Anthropology is one of those lesser known subjects that people often don’t hear as much about. Yet the study of anthropology is one that has been around for centuries. The interdisciplinary nature of the subject can make it difficult to define especially as the study can be very broad, for example there are different offshoots of the subject such as cultural anthropology, biological anthropology, linguistic anthropology and archaeology. Anthropology in general aims to discover and explain differences and similarities of cultures and societies. It is the study of human behaviour and biology in the past and present. 

Anthropology can be traced back to Ancient Greece with the historian Herodotus. He wrote widely about people from different cultures and wrote about ‘the barbarian people’ to the east and north of the Greek peninsula. Many academics argue that Herodotus lacked the theory and ignored his own bias which would affect his writings but it is clear he was one of the first to examine other cultures methodically. 

The name of the discipline itself dates back to the 16th century, but it was not until the Victorian era that it was used in reference to the academic subject. Anthropology in the 19th century was largely based around the idea of ‘social evolution’- the idea that societies evolve with the end-point being the ideal European Victorian society. This racist idea of societies progressing in a linear fashion to reach the goal of European culture is really not what modern anthropology is about at all. A key part of current anthropology is the idea of ethnocentrism- the evaluation of other cultures according to preconceived ideas and standards of ones own culture. An anthropologist cannot fulfil their job when they still hold the preconceptions from their own background, as the ethnography (the scientific description of peoples and cultures with specifics about their society) they produce will never fully be representative of what it is like to live with that certain culture. 

The flawed theory of evolutionary progress with Western Europe as the pinnacle of progression is found in many academics at the time. Lewis Henry Morgan, trained as a lawyer, significantly contributed to the discipline at the time. His most well known book, Ancient Society, presented three stages of societal evolution: savagery, barbarism and civilisation.
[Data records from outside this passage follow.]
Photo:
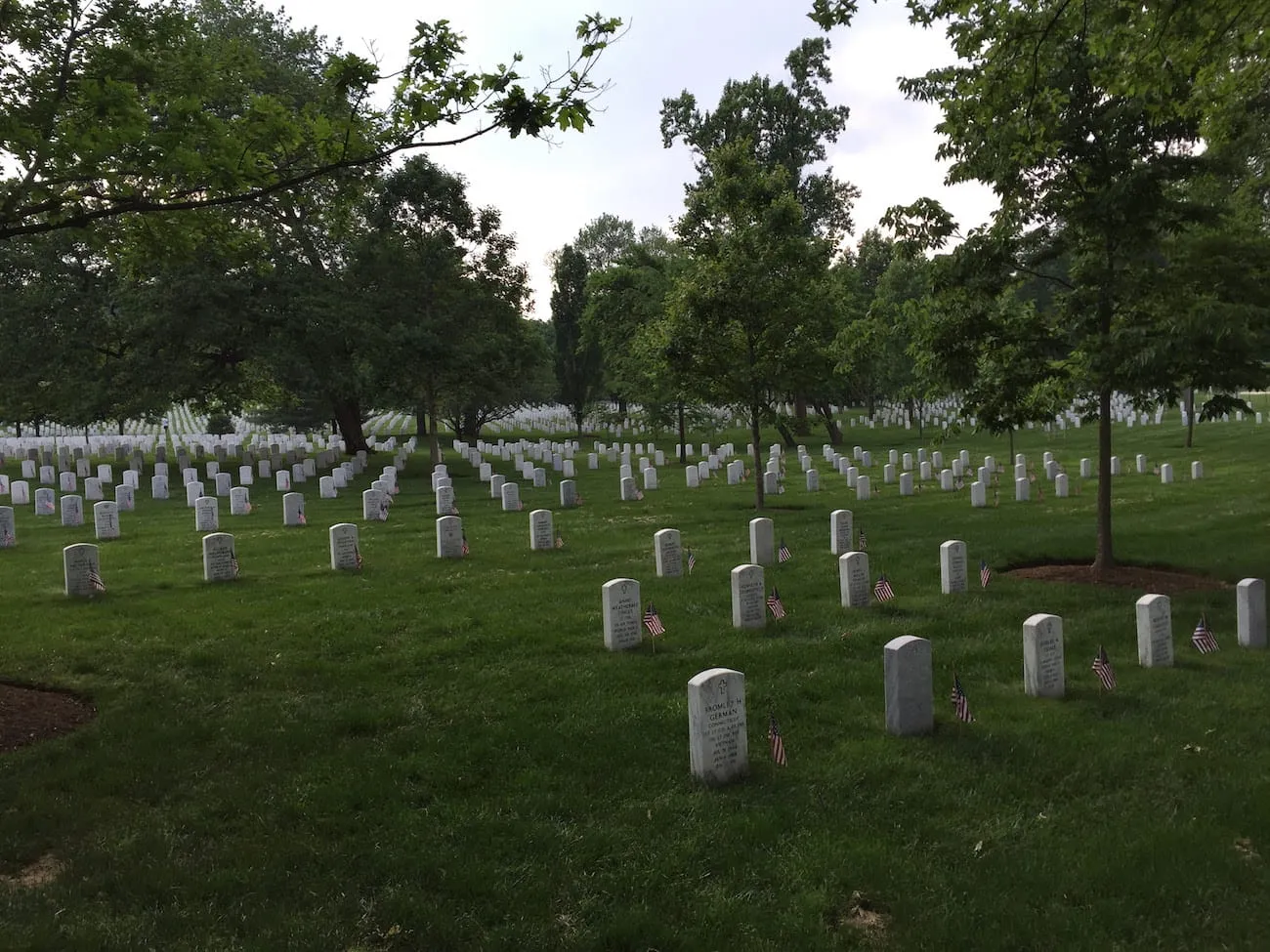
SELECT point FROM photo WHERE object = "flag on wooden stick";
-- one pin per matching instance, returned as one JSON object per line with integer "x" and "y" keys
{"x": 776, "y": 741}
{"x": 1103, "y": 668}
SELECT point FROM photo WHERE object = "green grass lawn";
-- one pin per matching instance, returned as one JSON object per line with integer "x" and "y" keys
{"x": 441, "y": 756}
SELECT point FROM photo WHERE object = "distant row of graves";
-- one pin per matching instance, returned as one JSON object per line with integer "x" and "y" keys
{"x": 719, "y": 747}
These stages were characterised by what tools and technology was used as well as familial relations and political systems. The first two stages were even each divided into 3 sub-categories. 

Societies that did not match the technological capabilities of the West were deemed inherently inferior and less evolved. E.B Tylor another contemporary is regarded as a highly influential academic reinforces this theory in his book Primitive Culture where he often refers to “primitive” cultures as “children”. His student James Frazer, often referred to as the ‘father of anthropology’ wrote The Golden Bough which focuses on the evolutionary theory put forward by Tylor. The book mainly focuses on magic and religion is societies. His broad idea that societies progress through magic, religion and then science is now generally disregarded but his theories on magic and religion are still majorly significant in the field. 
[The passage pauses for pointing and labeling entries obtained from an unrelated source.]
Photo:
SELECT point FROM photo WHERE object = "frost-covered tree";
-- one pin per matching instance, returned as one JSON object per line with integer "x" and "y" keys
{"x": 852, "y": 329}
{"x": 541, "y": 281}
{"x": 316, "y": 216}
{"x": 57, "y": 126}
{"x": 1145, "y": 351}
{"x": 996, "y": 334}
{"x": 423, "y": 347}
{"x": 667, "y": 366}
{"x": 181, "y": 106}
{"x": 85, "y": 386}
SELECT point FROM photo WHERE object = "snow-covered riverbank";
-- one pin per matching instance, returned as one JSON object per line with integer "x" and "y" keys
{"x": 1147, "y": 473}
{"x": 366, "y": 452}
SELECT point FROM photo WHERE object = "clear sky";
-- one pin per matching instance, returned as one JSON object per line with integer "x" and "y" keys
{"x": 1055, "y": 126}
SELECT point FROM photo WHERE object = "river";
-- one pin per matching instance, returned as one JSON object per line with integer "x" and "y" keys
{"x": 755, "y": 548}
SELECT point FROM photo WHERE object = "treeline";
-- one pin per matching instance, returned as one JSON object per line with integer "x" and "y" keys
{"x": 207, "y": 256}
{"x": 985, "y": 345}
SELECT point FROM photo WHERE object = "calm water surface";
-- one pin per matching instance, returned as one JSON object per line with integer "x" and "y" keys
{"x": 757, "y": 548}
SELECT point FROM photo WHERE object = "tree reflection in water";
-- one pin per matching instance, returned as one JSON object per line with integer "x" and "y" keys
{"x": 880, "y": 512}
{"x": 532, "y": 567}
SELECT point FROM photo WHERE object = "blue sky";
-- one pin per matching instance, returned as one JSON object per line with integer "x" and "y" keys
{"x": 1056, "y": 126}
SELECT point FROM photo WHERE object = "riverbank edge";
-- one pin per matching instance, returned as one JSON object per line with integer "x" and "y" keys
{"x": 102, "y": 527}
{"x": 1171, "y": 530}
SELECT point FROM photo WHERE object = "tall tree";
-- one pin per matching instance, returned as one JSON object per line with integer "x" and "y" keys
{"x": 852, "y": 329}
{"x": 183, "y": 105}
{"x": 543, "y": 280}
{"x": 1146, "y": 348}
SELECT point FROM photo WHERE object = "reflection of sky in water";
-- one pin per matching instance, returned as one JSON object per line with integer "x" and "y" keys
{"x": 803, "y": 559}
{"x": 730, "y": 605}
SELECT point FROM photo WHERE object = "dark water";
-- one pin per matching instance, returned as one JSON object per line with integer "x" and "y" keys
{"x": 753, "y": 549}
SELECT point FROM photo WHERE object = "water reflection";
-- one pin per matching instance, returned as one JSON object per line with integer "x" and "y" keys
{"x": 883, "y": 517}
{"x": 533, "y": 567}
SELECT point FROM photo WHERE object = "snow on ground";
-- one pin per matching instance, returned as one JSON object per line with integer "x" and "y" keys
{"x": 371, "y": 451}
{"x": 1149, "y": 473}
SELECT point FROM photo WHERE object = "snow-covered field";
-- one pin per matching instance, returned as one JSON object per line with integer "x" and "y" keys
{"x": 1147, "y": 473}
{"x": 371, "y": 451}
Tylor believed that due to the linear fashion of cultural evolution, ‘primitive’ cultures could be treated as ‘cultural fossils’ and can tell us what developed cultures what used to be: “The condition of modern savages illustrates the condition of ancient stone age peoples, representatives of a stage of culture at once early in date and low in degree.” [Tylor, On the Tasmanians as Representatives of Palaeolithic Man’]
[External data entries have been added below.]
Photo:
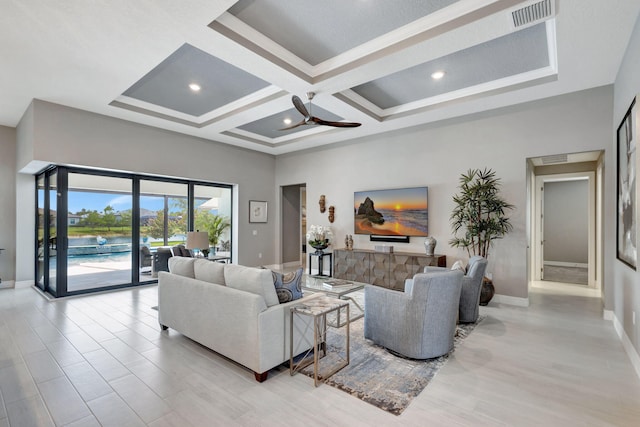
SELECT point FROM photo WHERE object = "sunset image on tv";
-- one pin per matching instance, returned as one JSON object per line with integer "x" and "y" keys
{"x": 397, "y": 212}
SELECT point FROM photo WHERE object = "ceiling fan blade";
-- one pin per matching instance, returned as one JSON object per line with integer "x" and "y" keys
{"x": 297, "y": 102}
{"x": 335, "y": 124}
{"x": 303, "y": 122}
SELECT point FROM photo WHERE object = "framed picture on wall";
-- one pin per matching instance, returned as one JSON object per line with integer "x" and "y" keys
{"x": 257, "y": 211}
{"x": 626, "y": 222}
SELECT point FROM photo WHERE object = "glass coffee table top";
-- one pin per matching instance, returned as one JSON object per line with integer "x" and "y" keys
{"x": 338, "y": 289}
{"x": 330, "y": 286}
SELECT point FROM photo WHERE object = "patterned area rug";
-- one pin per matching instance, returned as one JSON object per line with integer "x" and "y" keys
{"x": 376, "y": 375}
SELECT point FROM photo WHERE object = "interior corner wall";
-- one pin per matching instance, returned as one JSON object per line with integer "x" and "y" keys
{"x": 7, "y": 204}
{"x": 435, "y": 156}
{"x": 55, "y": 134}
{"x": 623, "y": 297}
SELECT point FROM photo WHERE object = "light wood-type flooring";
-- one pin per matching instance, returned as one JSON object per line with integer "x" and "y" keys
{"x": 102, "y": 360}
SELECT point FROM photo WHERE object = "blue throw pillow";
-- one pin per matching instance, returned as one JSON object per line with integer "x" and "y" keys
{"x": 288, "y": 286}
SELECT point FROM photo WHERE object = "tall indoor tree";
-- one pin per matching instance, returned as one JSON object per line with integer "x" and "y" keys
{"x": 480, "y": 213}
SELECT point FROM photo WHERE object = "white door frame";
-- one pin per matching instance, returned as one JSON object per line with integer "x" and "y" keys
{"x": 538, "y": 251}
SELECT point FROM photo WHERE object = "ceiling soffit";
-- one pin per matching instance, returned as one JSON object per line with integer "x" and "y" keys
{"x": 370, "y": 72}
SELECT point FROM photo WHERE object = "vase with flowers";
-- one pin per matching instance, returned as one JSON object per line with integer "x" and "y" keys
{"x": 319, "y": 237}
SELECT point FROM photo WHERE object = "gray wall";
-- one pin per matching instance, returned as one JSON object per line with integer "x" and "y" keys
{"x": 566, "y": 226}
{"x": 8, "y": 204}
{"x": 55, "y": 134}
{"x": 436, "y": 155}
{"x": 623, "y": 294}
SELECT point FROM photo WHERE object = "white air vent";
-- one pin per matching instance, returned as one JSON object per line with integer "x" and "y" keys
{"x": 533, "y": 13}
{"x": 557, "y": 158}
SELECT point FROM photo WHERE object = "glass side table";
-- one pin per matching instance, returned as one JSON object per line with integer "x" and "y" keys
{"x": 321, "y": 256}
{"x": 318, "y": 309}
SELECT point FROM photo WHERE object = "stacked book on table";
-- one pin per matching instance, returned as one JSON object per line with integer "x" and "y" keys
{"x": 336, "y": 283}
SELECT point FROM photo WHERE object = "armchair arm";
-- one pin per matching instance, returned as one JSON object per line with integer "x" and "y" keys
{"x": 430, "y": 269}
{"x": 384, "y": 315}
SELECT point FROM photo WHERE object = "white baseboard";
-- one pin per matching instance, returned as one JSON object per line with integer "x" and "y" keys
{"x": 6, "y": 284}
{"x": 634, "y": 357}
{"x": 24, "y": 283}
{"x": 506, "y": 299}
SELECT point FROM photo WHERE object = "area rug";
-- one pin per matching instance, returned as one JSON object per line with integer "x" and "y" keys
{"x": 377, "y": 376}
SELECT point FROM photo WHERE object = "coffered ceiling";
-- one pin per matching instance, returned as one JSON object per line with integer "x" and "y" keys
{"x": 367, "y": 61}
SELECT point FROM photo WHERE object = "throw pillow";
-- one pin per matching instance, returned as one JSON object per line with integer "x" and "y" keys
{"x": 209, "y": 271}
{"x": 288, "y": 286}
{"x": 254, "y": 280}
{"x": 182, "y": 266}
{"x": 459, "y": 265}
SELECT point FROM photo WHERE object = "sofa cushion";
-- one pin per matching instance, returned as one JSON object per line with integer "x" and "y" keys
{"x": 288, "y": 286}
{"x": 254, "y": 280}
{"x": 459, "y": 265}
{"x": 182, "y": 266}
{"x": 209, "y": 271}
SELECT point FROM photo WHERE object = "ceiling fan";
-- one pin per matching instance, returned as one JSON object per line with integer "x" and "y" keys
{"x": 312, "y": 120}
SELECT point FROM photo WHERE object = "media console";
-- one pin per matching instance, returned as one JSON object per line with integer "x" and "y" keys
{"x": 388, "y": 270}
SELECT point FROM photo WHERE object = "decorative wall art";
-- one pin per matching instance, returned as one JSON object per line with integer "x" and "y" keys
{"x": 257, "y": 211}
{"x": 626, "y": 203}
This racist way of treating other cultures as ‘the other’ and as inferior to ones own is against proper anthropological practice today. However academics at the time were so proud of their theory, museum exhibits were set up to show just that. It often happened that researchers would take artefacts and objects from the cultures they were studying and present them to the public in museum exhibits. Stolen objects, often from very different places and times, would be presented in cabinets such to show the evolution of the tools and by extension the cultures that used them, as was done in the Pitt Rivers museum. As of 2019 about 2,000 specimens in the Pitt Rivers museum in Oxford are of human body parts that were taken back to Britain very often without permission. 

Franz Boas was one of the first anthropologists to question the racist foundation of the subjects through his revolutionary theory of ‘cultural relativism’. He believed that all cultures were equal and differences between them were due to historical, social and geographical factors. This meant that there is not universal moral truth as our moral standards are dictated by various cultural codes. The academic discipline of anthropology clearly cannot deny its problematic past. Many academics agree that while many Victorian theories significantly influence the subject today, the anthropological method of research by comparing cultures without the bias of ethnocentrism simply wasn’t present in past anthropologists' work.